Another round of selling gripped Wall Street on Wednesday as nervous investors fled health care, technology and other high-risk stocks in favor of the safety of bonds.
The broad sell-off, which lost some momentum in the last hour of trading, keeps the market on track for its fourth consecutive weekly loss and its first monthly drop this year.
The latest market slide comes as investors worry that the trade war between the U.S. and China will derail global economic and corporate profit growth as it drags on with no sign of a resolution.
The S&P 500 index fell 19.37 points, or 0.7%, to 2,783.02. The index had been down 1.3% earlier.
The Dow Jones Industrial Average lost 221.36 points, or 0.9%, to 25,126.41. It had tumbled 409 points.
The Nasdaq composite slid 60.04 points, or 0.8%, to 7,547.31. The Russell 2000 index of small companies dropped 14.07 points, or 0.9%, to 1,489.95.

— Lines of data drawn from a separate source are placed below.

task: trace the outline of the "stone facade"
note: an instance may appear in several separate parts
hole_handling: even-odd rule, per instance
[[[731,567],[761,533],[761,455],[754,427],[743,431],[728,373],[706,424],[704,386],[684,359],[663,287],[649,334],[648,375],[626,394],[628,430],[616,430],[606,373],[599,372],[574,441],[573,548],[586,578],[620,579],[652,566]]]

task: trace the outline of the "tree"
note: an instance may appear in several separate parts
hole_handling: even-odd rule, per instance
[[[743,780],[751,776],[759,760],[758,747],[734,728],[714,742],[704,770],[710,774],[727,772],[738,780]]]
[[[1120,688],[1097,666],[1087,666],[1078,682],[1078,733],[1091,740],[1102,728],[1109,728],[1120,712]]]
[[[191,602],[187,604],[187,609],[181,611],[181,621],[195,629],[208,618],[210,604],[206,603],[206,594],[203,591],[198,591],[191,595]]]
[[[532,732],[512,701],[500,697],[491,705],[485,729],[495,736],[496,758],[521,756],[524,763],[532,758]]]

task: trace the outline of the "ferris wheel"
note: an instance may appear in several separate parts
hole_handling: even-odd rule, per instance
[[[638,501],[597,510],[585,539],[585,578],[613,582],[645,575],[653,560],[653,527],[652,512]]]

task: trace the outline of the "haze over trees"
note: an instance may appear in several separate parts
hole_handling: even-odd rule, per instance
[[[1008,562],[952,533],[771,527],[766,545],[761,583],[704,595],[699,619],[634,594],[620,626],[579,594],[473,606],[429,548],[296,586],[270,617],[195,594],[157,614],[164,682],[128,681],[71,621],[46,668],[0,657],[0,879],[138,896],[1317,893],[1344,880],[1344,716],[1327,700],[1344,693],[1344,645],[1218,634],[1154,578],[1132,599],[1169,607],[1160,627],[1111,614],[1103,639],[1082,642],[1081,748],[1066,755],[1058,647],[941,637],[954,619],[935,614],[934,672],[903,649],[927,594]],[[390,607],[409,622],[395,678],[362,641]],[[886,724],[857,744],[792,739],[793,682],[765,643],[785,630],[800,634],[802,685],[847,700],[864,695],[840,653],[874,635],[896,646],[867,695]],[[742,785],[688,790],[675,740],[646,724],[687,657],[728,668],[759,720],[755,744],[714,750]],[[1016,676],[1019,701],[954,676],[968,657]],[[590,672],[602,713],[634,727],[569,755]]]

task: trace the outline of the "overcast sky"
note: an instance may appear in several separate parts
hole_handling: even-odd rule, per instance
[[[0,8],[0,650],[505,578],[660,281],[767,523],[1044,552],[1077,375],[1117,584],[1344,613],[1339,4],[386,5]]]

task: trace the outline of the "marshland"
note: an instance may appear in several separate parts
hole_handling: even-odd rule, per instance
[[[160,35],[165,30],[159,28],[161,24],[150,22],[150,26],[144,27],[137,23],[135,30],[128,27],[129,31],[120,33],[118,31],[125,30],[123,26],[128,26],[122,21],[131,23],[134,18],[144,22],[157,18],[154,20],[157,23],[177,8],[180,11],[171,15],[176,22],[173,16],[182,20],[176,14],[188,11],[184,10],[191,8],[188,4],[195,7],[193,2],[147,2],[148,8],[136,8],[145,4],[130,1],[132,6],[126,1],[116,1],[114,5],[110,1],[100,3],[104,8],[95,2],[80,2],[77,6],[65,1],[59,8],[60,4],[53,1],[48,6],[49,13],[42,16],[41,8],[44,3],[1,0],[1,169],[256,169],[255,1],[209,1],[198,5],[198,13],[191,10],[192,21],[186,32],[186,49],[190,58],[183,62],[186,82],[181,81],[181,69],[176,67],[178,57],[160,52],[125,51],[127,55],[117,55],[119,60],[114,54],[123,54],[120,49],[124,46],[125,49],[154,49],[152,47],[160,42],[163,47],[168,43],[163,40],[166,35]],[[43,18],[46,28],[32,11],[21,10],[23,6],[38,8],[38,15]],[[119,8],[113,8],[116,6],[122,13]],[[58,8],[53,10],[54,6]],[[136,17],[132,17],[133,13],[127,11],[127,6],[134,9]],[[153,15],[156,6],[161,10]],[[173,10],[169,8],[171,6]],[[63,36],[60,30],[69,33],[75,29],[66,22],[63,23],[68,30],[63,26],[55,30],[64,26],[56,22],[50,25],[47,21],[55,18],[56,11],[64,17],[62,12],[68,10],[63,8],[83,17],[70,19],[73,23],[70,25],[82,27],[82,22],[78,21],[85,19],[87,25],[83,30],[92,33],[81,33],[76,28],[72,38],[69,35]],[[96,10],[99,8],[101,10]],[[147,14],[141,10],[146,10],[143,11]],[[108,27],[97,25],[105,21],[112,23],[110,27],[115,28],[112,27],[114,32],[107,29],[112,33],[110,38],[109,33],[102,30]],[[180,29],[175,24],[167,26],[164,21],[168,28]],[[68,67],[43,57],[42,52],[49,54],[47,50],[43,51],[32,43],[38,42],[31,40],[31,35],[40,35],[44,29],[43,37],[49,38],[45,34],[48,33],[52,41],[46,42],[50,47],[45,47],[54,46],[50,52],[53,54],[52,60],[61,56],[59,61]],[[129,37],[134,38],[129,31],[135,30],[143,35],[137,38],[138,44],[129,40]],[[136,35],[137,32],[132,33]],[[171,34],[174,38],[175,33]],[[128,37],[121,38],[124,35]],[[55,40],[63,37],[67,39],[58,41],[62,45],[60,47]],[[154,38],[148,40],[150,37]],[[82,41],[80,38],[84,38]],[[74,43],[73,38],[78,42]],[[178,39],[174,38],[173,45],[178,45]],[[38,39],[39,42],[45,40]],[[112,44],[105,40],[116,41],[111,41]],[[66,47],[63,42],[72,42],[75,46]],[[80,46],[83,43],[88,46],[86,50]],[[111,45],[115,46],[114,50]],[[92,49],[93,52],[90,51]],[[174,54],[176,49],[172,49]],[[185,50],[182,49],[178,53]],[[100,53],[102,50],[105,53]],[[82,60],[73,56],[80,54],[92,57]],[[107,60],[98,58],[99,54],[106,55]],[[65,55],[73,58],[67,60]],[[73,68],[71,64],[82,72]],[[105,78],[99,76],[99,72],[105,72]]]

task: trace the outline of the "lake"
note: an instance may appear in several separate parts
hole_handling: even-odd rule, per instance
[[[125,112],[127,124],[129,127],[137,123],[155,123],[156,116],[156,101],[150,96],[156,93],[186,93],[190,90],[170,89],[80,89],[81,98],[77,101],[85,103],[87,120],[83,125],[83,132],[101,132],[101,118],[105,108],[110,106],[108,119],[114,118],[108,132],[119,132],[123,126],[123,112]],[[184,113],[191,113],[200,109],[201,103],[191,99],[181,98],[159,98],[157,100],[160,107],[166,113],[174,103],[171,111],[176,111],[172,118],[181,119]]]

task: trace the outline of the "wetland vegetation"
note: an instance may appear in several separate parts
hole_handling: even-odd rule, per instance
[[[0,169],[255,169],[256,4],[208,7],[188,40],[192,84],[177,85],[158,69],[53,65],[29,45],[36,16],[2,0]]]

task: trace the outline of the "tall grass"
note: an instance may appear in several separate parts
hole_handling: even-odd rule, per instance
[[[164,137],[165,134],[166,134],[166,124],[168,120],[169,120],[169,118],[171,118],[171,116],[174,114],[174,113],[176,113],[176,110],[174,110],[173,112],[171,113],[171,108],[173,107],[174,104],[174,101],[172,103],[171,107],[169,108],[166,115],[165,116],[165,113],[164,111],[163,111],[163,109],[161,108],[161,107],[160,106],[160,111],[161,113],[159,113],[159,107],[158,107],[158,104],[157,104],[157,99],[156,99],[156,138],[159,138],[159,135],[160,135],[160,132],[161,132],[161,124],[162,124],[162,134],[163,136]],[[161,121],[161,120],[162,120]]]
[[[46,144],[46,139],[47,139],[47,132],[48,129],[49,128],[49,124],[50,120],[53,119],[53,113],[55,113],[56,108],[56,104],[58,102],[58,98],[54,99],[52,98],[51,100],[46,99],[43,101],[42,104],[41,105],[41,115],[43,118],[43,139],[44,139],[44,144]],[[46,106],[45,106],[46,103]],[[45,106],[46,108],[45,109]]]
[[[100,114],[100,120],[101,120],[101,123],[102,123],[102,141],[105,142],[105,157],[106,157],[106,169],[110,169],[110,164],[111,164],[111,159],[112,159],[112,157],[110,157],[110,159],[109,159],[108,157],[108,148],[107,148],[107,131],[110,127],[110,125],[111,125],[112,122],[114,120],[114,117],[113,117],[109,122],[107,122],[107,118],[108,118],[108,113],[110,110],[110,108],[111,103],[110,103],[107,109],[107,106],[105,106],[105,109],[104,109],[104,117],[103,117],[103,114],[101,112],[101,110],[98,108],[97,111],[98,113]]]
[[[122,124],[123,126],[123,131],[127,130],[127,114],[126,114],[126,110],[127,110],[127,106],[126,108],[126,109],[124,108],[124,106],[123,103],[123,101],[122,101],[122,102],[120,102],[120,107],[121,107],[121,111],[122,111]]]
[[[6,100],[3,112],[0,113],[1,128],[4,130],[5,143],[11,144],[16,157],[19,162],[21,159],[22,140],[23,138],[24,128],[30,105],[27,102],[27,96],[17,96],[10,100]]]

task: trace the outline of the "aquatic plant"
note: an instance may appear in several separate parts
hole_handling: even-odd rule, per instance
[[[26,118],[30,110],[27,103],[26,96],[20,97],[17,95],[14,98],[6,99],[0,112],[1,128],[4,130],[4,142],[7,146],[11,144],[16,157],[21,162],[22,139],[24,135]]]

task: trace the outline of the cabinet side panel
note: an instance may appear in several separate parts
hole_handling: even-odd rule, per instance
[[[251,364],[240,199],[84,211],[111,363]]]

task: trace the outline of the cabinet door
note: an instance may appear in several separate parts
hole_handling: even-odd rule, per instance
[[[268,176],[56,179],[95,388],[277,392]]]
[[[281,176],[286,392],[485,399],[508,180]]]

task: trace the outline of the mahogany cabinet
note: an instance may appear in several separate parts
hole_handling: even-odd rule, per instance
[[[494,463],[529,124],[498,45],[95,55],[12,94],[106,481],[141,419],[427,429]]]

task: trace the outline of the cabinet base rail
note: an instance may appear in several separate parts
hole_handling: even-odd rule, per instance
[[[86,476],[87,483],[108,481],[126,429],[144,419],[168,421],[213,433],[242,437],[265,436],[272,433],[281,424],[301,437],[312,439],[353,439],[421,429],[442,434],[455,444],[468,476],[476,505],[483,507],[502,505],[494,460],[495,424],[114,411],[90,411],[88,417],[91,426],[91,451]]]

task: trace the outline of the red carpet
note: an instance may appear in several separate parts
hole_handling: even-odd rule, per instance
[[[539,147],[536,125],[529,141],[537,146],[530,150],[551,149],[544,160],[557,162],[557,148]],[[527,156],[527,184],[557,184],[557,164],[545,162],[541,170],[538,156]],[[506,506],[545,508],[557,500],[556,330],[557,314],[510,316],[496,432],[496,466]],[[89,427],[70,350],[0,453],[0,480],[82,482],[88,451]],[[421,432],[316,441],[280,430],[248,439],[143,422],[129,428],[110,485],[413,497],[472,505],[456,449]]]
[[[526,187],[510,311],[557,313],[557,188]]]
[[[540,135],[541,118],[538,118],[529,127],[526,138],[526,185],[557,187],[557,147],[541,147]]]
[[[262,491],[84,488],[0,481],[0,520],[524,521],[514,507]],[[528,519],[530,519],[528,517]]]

Major stock indexes in Europe also fell.
With two more trading days left in May, the S&P 500 is heading for a loss of 5.5%. That would be its first monthly loss since December. The market has been heading steadily lower this month as prospects for the economy have dimmed and as traders got more worried about the lingering trade feud between Washington and Beijing.
China’s recent threat to use its supply of rare earths as a weapon is a worrying escalation, he said. Rare earths are chemical elements that are crucial to many modern technologies.
On Wednesday, traders continued to hammer technology stocks, which stand to suffer heavily in a prolonged trade war. Chipmaker Advanced Micro Devices fell 3.2%.
Health care and communications companies also bore a big share of the losses. Johnson & Johnson slid 4.2% and Google parent Alphabet dropped 1.7%.
The yield on the benchmark 10-year Treasury note held steady at 2.26%, the lowest level in nearly two years. It fell as low as 2.18% during the day.
Lower bond yields are typically a sign that traders feel uneasy about long-term growth prospects and would rather put their money into safer holdings. The yield on the 10-year Treasury note is down 1 percentage point over the last six months, sending another strong signal that investors are concerned about weakening economic growth.
The 10-year Treasury note remained below the yield on the three-month Treasury bill. When that kind of “inversion” in bond yields occurs over an extended period of time, economists fear it may signal a recession within the coming year. It has happened multiple times so far this year.
The slide in bond yields, which make loans less profitable, continued to hurt banks and other financial stocks Wednesday. American Express fell 1%.
The wave of selling also snared many big retailers.
Abercrombie & Fitch plummeted 26.5% in heavy trading and Canada Goose, which makes luxury down coats, plunged 30.9% after both companies issued weak sales forecasts. Capri Holdings, which owns Versace and Michael Kors, slid 9.8% after its own forecast also disappointed investors.
Energy futures ended mostly lower. Benchmark U.S. crude fell 0.6% to settle at $58.81 a barrel. Brent crude, the international standard, closed 0.9% lower at $69.45 per barrel.